A tak a propos, właśnie wracam z pochodu i zaram idę na grilla ze znajomymi, także ominęły mnie te "atrakcje" w tv :)
Niech się święci 1 Maja!
święcie przekonany o tym że jest wolny od wszelkich przesądów, reaguje zazwyczaj na sprawy o których wspomniałem tak mniej więcej jak najbardziej zacofany redneck z głuchej amerykańskiej prowincji. Mimo że żadna z tych rzeczy nie zabiła tylu ludzi... etc. jak napisałeś.

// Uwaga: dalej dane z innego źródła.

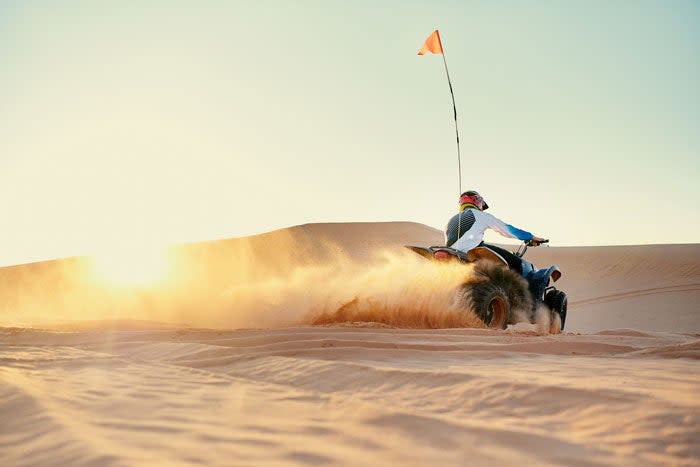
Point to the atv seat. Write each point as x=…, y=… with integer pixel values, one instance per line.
x=483, y=253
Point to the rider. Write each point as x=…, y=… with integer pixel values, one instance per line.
x=465, y=230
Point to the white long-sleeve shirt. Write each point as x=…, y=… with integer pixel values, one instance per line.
x=466, y=229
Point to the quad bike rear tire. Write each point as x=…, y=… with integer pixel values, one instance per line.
x=496, y=294
x=558, y=302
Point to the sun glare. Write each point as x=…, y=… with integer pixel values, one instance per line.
x=135, y=267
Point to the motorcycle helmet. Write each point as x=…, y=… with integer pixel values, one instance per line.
x=472, y=199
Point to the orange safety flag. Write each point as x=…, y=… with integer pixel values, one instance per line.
x=432, y=44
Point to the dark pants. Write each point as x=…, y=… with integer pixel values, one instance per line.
x=514, y=262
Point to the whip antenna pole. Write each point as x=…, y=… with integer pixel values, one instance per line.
x=454, y=109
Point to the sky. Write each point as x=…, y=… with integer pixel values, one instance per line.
x=136, y=123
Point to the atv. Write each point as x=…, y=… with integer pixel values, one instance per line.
x=500, y=295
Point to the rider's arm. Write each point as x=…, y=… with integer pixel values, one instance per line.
x=504, y=229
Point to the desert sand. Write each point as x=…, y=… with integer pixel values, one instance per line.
x=215, y=360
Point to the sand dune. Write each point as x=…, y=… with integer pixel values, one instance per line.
x=121, y=381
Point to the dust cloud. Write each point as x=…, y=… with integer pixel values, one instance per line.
x=238, y=288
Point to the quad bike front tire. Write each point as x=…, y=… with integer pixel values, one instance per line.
x=558, y=302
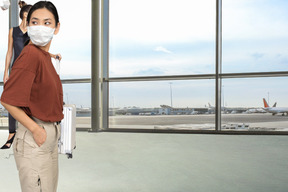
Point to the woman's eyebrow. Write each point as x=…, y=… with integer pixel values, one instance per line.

Jan Paweł II nigdy w sposób wiarygodny nie przeprosił za zbrodnie popełnione przez Kościół katolicki. W swojej homilii dotyczącej wyznania win i prośby o przebaczenie przyznał co prawda, że Kościół katolicki jest współodpowiedzialny za podział chrześcijaństwa, stosowanie przemocy, lecz jednocześnie zaznaczył, że dopuszczano się tego w służbie prawdy. Następnie, w znacznie mocniejszych słowach opisał winy popełnione przeciwko chrześcijanom. Nastąpiło, w mojej ocenie, zamazanie rzeczywistości, zbanalizowanie zła popełnionego przez instytucję Kościoła katolickiego. Pisłem o tym w 2005 r.
http://stowarzyszenie_wolnomyslicieli.free.ngo.pl/strony/beatyfik.htm
Kiedyś nie można było powiedzieć złego słowa na Jaruzelskiego, bo inaczej biło MO. Dzisiaj biją hordy katolików za krytykę JPII.
I niewiadomo co gorsze.
tradycyjnie wydaje ci się że rozumiesz o czym piszesz:)

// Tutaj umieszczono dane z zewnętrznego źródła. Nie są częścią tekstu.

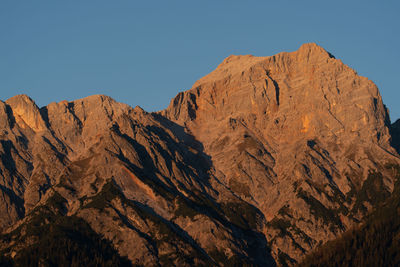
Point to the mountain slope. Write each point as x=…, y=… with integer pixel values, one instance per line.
x=132, y=179
x=296, y=135
x=263, y=160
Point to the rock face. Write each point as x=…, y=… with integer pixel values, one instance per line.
x=261, y=161
x=295, y=135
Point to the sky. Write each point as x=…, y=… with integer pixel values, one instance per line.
x=145, y=52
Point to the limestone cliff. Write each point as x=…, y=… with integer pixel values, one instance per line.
x=261, y=161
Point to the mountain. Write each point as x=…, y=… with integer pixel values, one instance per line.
x=259, y=163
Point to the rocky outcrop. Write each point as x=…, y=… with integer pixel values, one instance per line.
x=260, y=162
x=295, y=135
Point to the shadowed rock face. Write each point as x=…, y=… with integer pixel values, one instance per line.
x=261, y=161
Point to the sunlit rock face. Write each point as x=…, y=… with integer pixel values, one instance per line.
x=261, y=161
x=295, y=135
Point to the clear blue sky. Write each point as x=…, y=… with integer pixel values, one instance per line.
x=145, y=52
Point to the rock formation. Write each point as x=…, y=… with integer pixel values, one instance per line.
x=261, y=161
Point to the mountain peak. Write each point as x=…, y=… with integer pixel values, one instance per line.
x=313, y=49
x=26, y=112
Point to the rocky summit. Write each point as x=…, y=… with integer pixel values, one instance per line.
x=261, y=162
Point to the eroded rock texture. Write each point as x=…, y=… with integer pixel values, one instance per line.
x=261, y=161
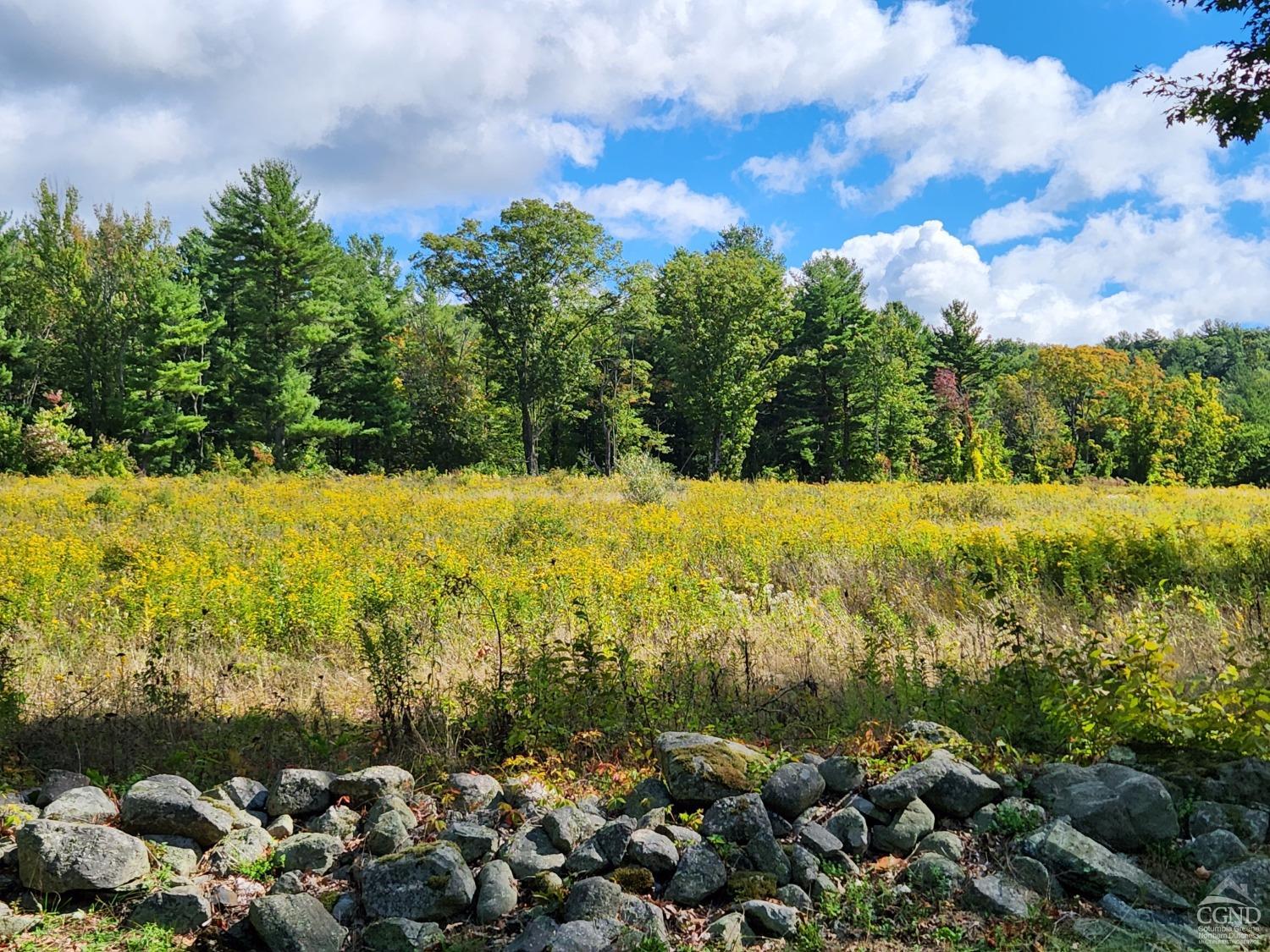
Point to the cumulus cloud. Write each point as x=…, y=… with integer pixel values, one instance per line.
x=1122, y=271
x=647, y=208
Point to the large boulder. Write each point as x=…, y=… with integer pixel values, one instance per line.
x=701, y=769
x=164, y=805
x=290, y=923
x=64, y=857
x=428, y=883
x=1118, y=806
x=1086, y=866
x=373, y=782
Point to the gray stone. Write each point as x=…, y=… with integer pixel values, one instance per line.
x=649, y=794
x=81, y=805
x=56, y=784
x=312, y=852
x=296, y=923
x=698, y=876
x=902, y=834
x=299, y=792
x=182, y=909
x=960, y=791
x=1120, y=807
x=653, y=850
x=531, y=852
x=770, y=918
x=64, y=857
x=766, y=856
x=495, y=893
x=373, y=782
x=1216, y=850
x=736, y=819
x=238, y=850
x=388, y=834
x=338, y=822
x=1092, y=870
x=842, y=774
x=401, y=936
x=935, y=876
x=157, y=805
x=472, y=791
x=428, y=883
x=944, y=843
x=792, y=789
x=568, y=827
x=701, y=769
x=178, y=853
x=995, y=895
x=848, y=825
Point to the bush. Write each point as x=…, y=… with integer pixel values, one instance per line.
x=645, y=479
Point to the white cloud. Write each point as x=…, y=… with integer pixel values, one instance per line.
x=643, y=208
x=1122, y=271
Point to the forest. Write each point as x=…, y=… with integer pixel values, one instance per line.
x=531, y=344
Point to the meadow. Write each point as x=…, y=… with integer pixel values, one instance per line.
x=202, y=624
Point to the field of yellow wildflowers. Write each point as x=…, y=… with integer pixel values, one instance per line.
x=526, y=611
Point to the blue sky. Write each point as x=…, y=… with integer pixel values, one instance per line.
x=978, y=149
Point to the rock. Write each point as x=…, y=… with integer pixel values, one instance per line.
x=1216, y=850
x=770, y=918
x=295, y=923
x=531, y=852
x=568, y=827
x=472, y=791
x=373, y=782
x=698, y=876
x=1118, y=806
x=1092, y=870
x=495, y=893
x=912, y=782
x=766, y=856
x=942, y=843
x=736, y=819
x=795, y=898
x=902, y=834
x=81, y=805
x=58, y=782
x=299, y=792
x=931, y=733
x=178, y=853
x=792, y=789
x=935, y=876
x=64, y=857
x=157, y=805
x=848, y=825
x=388, y=834
x=842, y=774
x=180, y=909
x=312, y=852
x=995, y=895
x=401, y=936
x=429, y=883
x=820, y=842
x=1249, y=824
x=649, y=794
x=241, y=792
x=238, y=850
x=337, y=822
x=960, y=791
x=701, y=769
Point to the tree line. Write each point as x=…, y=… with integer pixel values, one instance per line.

ci sami czestokroć ludzie, którzy bronią Jaruzelskiego i Kiszczaka przed odpowiwedzialnością karną, a peereli, Związunia i realsocjalizmu - przed rozliczeniem ideowo-historycznym, nagle chcą, żeby Kościół się im z czegoś tam tłumaczył:)))

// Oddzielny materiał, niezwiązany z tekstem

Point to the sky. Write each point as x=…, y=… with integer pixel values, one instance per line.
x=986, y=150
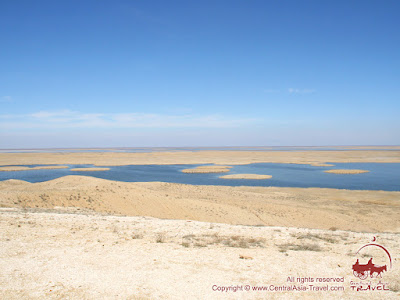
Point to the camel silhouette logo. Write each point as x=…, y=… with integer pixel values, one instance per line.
x=363, y=270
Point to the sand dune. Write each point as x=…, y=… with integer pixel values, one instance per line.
x=272, y=206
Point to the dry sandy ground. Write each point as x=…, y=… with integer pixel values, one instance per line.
x=273, y=206
x=245, y=176
x=199, y=157
x=20, y=168
x=61, y=255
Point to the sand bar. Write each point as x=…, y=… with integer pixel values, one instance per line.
x=208, y=169
x=321, y=165
x=90, y=169
x=200, y=157
x=346, y=171
x=21, y=168
x=245, y=176
x=272, y=206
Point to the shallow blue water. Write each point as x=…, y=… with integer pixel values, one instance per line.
x=384, y=176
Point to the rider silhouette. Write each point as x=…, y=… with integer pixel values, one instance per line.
x=370, y=264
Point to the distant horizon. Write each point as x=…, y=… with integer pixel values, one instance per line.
x=179, y=73
x=194, y=147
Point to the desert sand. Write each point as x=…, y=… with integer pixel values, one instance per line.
x=208, y=169
x=321, y=165
x=90, y=169
x=57, y=254
x=20, y=168
x=245, y=176
x=245, y=205
x=200, y=157
x=346, y=171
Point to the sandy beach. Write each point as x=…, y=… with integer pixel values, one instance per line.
x=59, y=254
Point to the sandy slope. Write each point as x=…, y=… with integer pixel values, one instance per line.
x=58, y=255
x=273, y=206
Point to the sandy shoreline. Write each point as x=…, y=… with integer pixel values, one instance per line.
x=271, y=206
x=200, y=157
x=56, y=255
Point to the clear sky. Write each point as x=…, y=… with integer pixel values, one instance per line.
x=199, y=73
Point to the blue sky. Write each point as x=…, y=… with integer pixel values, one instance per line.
x=199, y=73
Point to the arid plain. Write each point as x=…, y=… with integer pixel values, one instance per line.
x=82, y=237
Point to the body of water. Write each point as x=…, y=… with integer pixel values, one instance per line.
x=382, y=176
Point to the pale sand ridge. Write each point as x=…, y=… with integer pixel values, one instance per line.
x=245, y=176
x=271, y=206
x=344, y=171
x=90, y=169
x=20, y=168
x=208, y=169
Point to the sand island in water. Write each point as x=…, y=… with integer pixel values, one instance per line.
x=246, y=176
x=345, y=171
x=208, y=169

@ABCD równie dobrze można powiedzieć - Groteska: ci sami częstokroć ludzie, którzy bronią kościoła rzym-kat. i papieża przed odpowiedzialnością karną, a Watykanu, Inkwizycji i klerykalizmu - przed rozliczeniem ideowo-historycznym, nagle chcą, żeby Jaruzelski i Kiszczak się im z czegoś tam tłumaczyli :)))
to jakaś ironia?
Naprawdę nie jestem w stanie pojąc co mają wspólnego ,,związki transgatunkowe'' do kwestii AIDS w Afryce
Serdecznie prosiłbym o wyjaśnienie tej kwestii :-)
którzy potrafią piętnować z całym zapamiętaniem jedne przejawy konserwatyzmu obyczajowego, będąc jednocześnie zajadłymi konserwatystami w innych kwestiach, które akurat nie są na tapecie. Nie znaczy to że lewica ma się zajmować wszystkim, albo aprobować wszystko - znaczy to jedynie, że cały liberalizm obyczajowy tego typu środowisk to pic na wodę. O czym warto pamiętać, kiedy czyta się ich wypowiedzi.
za to lewicowcy, którzy tu się niezmiernie często wypowiadają, niczym nie różnią się od moherów. Socjal- tak, wypaczenia (czytaj: homoseksualizm, ateizm, antyklerykalizm, feminizm)- nie! I co to ma być?
mohery i lewica - to jedno i to samo.